Surgery patients in autologous predonation programmes: All special warnings and special precautions associated with autologous predonation programmes, especially routine volume replacement, should be respected.
Patients scheduled for major elective orthopaedic surgery: In patients scheduled for major elective orthopaedic surgery the cause of anaemia should be established and treated, if possible, before the start of epoetin alfa treatment. Thrombotic events can be a risk in this population and this possibility should be carefully weighed against the benefit to be derived from the treatment in this patient group.
Patients scheduled for major elective orthopaedic surgery should receive adequate antithrombotic prophylaxis, as thrombotic and vascular events may occur in surgical patients, especially in those with underlying cardiovascular disease. In addition, special precaution should be taken in patients with predisposition for development of DVTs. Moreover, in patients with baseline haemoglobin > 13 g/dl, the possibility that epoetin alfa treatment may be associated with an increased risk of postoperative thrombotic/vascular events cannot be excluded. Therefore, it should not be used in patients with baseline haemoglobin > 13 g/dl.
Albumin: Alvoetin contains albumin, a derivative of human blood. Based on effective donor screening and product manufacturing processes, it carries an extremely low risk for transmission of viral diseases.
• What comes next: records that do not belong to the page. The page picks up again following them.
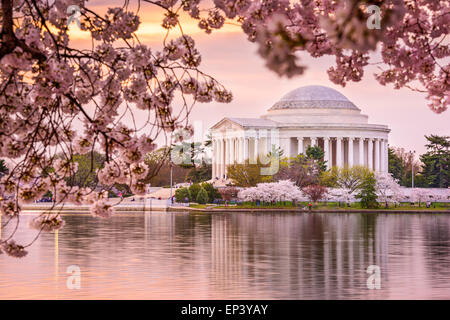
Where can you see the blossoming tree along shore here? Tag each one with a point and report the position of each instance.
(49, 89)
(47, 86)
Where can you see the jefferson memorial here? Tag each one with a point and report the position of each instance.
(307, 116)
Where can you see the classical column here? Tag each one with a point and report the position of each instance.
(227, 154)
(235, 153)
(377, 155)
(219, 158)
(300, 145)
(339, 151)
(246, 149)
(386, 156)
(256, 150)
(361, 151)
(350, 152)
(214, 158)
(370, 153)
(239, 145)
(326, 152)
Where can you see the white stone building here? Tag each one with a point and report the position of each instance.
(310, 115)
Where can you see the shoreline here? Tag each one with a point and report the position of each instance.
(125, 208)
(180, 209)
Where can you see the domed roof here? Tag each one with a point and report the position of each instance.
(314, 97)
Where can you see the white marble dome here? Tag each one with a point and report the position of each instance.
(314, 97)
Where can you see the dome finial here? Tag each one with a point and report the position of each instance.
(314, 97)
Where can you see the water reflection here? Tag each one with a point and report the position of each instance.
(235, 256)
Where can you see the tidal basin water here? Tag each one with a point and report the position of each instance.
(234, 256)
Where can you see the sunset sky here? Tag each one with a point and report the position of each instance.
(232, 60)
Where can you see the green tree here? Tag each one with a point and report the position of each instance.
(246, 174)
(159, 165)
(202, 196)
(86, 175)
(367, 192)
(200, 173)
(316, 154)
(213, 193)
(436, 162)
(194, 190)
(181, 194)
(348, 178)
(300, 169)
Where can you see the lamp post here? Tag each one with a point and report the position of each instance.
(170, 164)
(412, 167)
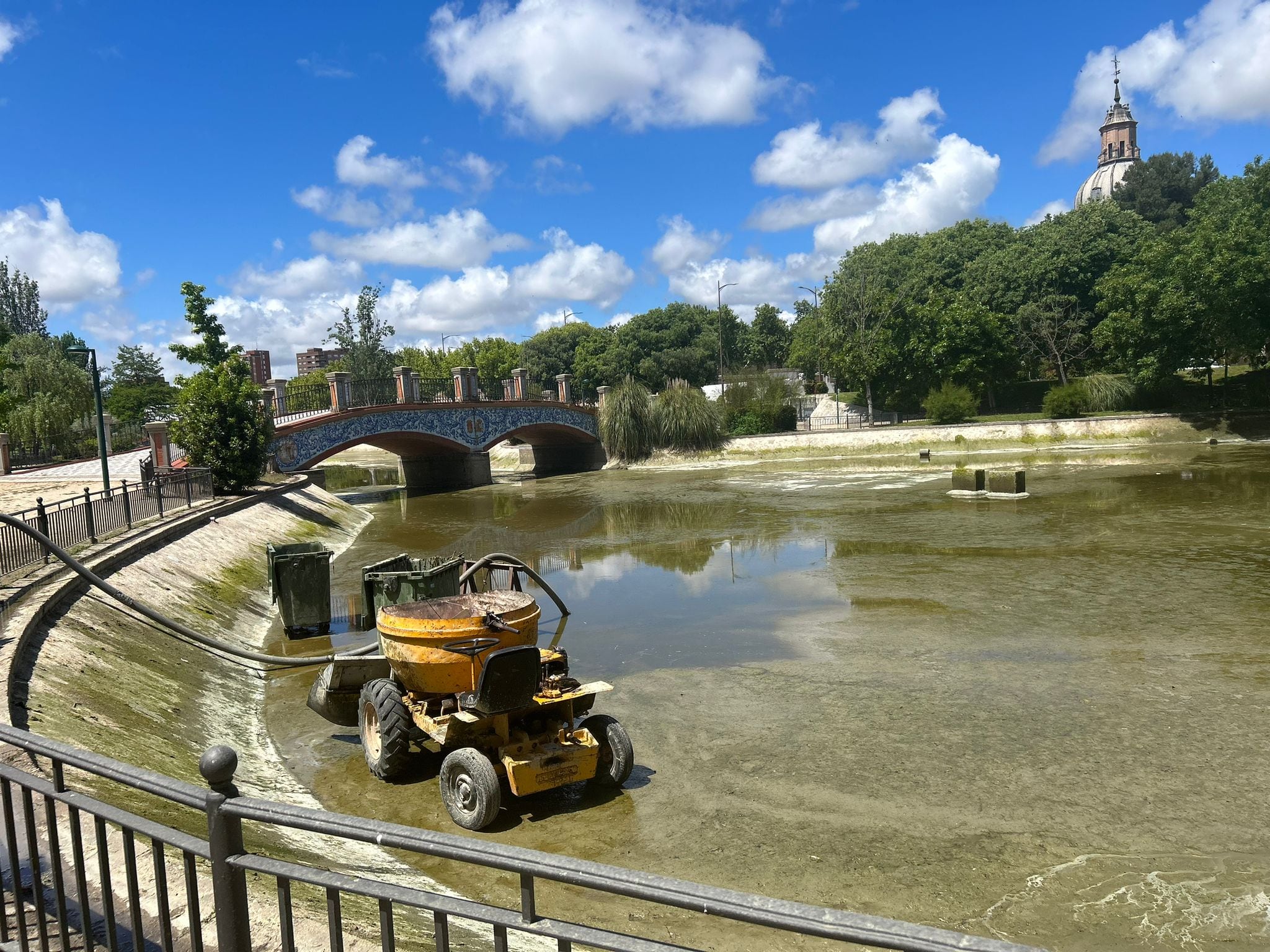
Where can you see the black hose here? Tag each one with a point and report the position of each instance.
(184, 631)
(504, 558)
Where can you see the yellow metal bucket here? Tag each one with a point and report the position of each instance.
(412, 635)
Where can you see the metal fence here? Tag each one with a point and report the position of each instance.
(375, 391)
(92, 516)
(58, 891)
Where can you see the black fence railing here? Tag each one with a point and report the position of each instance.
(375, 391)
(56, 891)
(93, 516)
(303, 400)
(436, 390)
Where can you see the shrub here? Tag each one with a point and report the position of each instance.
(1106, 391)
(626, 423)
(950, 404)
(763, 399)
(223, 425)
(1065, 402)
(686, 419)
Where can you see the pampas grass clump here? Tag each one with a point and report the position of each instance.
(685, 419)
(626, 423)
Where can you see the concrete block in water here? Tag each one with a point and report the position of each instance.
(1008, 483)
(968, 482)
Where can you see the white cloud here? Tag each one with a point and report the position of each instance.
(681, 244)
(558, 64)
(481, 300)
(1215, 69)
(574, 273)
(300, 277)
(11, 35)
(1057, 207)
(70, 266)
(459, 239)
(797, 211)
(804, 157)
(324, 69)
(553, 175)
(355, 165)
(481, 173)
(343, 206)
(925, 197)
A theoretical risk for transmission of Creutzfeldt-Jakob disease (CJD) is also considered extremely remote. No cases of transmission of viral diseases or CJD have ever been identified for albumin.
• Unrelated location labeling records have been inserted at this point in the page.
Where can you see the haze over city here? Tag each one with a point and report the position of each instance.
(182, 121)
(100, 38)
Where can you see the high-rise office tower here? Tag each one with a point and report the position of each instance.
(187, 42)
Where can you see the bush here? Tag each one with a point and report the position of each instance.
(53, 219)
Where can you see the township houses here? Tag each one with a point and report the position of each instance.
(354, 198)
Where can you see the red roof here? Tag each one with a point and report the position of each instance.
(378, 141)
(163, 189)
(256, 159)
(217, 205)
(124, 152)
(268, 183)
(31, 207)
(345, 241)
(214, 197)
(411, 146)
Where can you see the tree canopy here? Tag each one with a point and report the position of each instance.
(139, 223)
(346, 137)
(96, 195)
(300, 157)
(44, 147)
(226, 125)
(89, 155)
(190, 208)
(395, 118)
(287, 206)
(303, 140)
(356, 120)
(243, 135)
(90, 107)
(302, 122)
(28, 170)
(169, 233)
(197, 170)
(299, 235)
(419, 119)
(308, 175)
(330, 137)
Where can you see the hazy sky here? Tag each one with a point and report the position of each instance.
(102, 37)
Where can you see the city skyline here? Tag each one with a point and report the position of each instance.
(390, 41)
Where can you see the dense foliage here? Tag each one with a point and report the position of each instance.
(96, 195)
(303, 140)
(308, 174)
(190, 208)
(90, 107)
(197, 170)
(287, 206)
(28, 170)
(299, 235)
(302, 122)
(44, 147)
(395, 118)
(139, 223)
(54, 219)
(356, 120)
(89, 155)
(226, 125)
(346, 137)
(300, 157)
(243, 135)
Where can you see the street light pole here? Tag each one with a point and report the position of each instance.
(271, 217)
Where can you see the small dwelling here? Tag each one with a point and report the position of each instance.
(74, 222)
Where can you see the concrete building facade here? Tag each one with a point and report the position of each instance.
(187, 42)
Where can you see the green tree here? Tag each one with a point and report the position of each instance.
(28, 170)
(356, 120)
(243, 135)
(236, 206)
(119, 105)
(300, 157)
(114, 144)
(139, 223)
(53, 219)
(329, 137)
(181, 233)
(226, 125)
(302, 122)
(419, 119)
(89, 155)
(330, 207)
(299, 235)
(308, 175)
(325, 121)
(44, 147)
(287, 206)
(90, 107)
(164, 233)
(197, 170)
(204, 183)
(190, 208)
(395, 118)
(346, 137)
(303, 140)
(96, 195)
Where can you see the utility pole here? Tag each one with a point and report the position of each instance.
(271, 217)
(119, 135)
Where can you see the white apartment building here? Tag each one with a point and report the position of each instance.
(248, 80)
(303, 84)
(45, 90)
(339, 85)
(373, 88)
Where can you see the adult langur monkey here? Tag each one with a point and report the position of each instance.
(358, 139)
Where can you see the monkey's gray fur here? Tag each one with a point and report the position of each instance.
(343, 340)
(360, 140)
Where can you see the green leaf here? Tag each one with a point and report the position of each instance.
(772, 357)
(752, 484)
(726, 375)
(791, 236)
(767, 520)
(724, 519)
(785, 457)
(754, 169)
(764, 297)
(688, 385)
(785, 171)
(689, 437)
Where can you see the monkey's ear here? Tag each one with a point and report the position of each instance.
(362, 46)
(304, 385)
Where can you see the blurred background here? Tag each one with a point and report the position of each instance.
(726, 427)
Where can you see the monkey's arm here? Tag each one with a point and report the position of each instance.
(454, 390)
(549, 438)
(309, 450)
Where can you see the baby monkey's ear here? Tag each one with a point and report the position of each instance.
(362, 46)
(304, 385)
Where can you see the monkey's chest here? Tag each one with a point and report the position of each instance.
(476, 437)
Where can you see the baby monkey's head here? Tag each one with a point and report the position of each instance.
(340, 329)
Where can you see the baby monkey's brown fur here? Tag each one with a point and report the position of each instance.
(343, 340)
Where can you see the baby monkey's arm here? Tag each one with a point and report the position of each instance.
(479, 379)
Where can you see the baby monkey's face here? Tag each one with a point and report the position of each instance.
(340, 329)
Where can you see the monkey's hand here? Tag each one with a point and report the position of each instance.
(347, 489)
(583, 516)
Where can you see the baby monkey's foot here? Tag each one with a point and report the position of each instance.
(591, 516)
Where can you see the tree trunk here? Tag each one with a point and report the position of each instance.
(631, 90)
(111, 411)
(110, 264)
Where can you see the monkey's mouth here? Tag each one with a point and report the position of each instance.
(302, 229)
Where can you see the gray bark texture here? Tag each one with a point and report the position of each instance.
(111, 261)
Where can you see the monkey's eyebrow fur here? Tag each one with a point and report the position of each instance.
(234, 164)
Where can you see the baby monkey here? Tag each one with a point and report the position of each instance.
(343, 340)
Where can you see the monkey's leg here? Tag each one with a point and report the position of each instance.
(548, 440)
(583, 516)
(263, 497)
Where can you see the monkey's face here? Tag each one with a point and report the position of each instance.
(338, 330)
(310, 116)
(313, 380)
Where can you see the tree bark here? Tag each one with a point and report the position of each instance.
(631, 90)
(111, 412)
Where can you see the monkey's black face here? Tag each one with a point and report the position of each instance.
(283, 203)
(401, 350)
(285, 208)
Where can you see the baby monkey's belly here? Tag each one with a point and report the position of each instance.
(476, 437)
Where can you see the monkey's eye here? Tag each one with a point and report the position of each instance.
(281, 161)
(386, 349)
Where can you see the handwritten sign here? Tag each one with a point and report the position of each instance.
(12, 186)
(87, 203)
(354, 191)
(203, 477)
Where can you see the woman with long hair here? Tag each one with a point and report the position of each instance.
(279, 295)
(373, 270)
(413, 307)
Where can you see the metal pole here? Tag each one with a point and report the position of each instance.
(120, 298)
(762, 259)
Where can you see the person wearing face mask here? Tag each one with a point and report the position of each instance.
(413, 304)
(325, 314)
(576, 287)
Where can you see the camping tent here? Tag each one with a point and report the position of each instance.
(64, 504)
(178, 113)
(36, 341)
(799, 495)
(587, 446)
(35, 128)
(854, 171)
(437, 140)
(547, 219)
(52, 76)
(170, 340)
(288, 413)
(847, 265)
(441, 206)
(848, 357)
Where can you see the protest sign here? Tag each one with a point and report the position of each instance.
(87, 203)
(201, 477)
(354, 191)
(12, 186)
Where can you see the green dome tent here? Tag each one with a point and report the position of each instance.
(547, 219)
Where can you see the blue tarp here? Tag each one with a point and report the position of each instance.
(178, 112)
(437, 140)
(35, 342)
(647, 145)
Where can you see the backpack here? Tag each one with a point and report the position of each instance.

Zidovudine-treated HIV-infected patients: In contrast to CRF patients, epoetin alfa therapy has not been linked to exacerbation of hypertension, seizures, and thrombotic events in HIV-infected patients. However, the clinical data do not rule out an increased risk for serious cardiovascular events.
Precautions: The parenteral administration of any biologic product should be attended by appropriate precautions in case allergic or other untoward reactions occur.
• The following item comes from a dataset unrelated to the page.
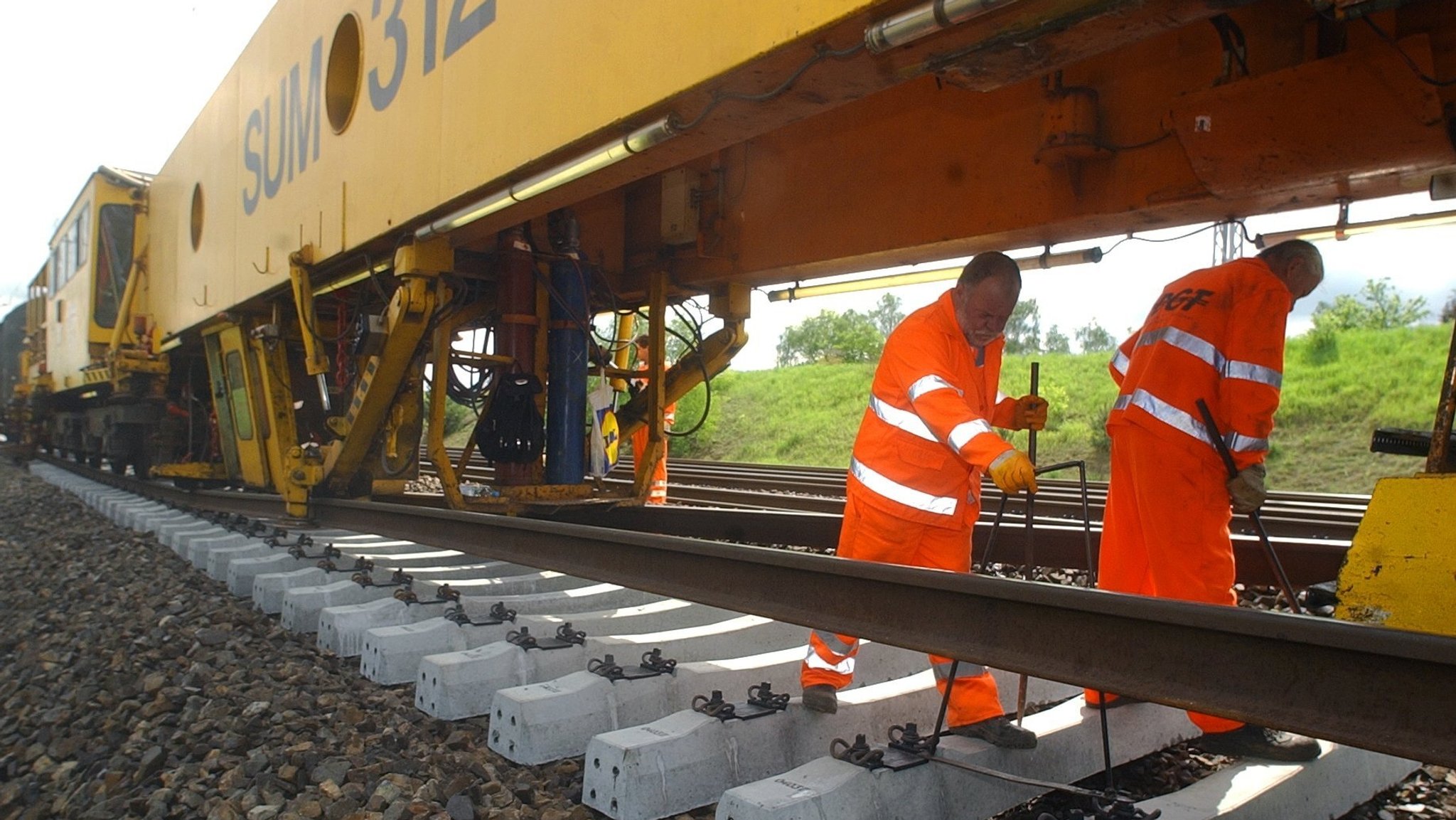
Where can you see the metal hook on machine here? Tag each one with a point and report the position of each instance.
(267, 268)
In clinical trials, while transient rashes were occasionally observed concurrently with epoetin alfa therapy, no serious allergy or anaphylactic reactions were reported.
The safety and efficacy of epoetin alfa therapy have not been established in patients with a known history of a seizure disorder or underlying hematologic disease (e.g. sickle cell anemia, myelodysplastic syndromes, or hypercoagulable disorders).
In some female patients, menses have resumed following epoetin alfa therapy; the possibility of pregnancy should be discussed and the need for contraception evaluated.
In preclinical studies in dogs and rats, but not in monkeys, epoetin alfa therapy was associated with subclinical bone marrow fibrosis. Bone marrow fibrosis is a known complication of CRF in humans and may be related to secondary hyperparathyroidism or unknown factors.
The incidence of bone marrow fibrosis was not increased in a study of adult patients on dialysis who were treated with epoetin alfa for 12 to 19 months, compared to the incidence of bone marrow fibrosis in a matched group of patients who had not been treated with epoetin alfa.
Hemoglobin in CRF patients should be measured twice a week; zidovudine-treated HIV-infected and cancer patients should have hemoglobin measured once a week until hemoglobin has been stabilized, and measured periodically thereafter.
Effects on ability to drive and use machines: Alvoetin has no or negligible influence on the ability to drive and use machines.
Nevertheless, patients on dialysis are advised not to engage in potentially hazardous activities, such as driving or operating heavy machinery, during the first 90 days of epoetin alfa therapy.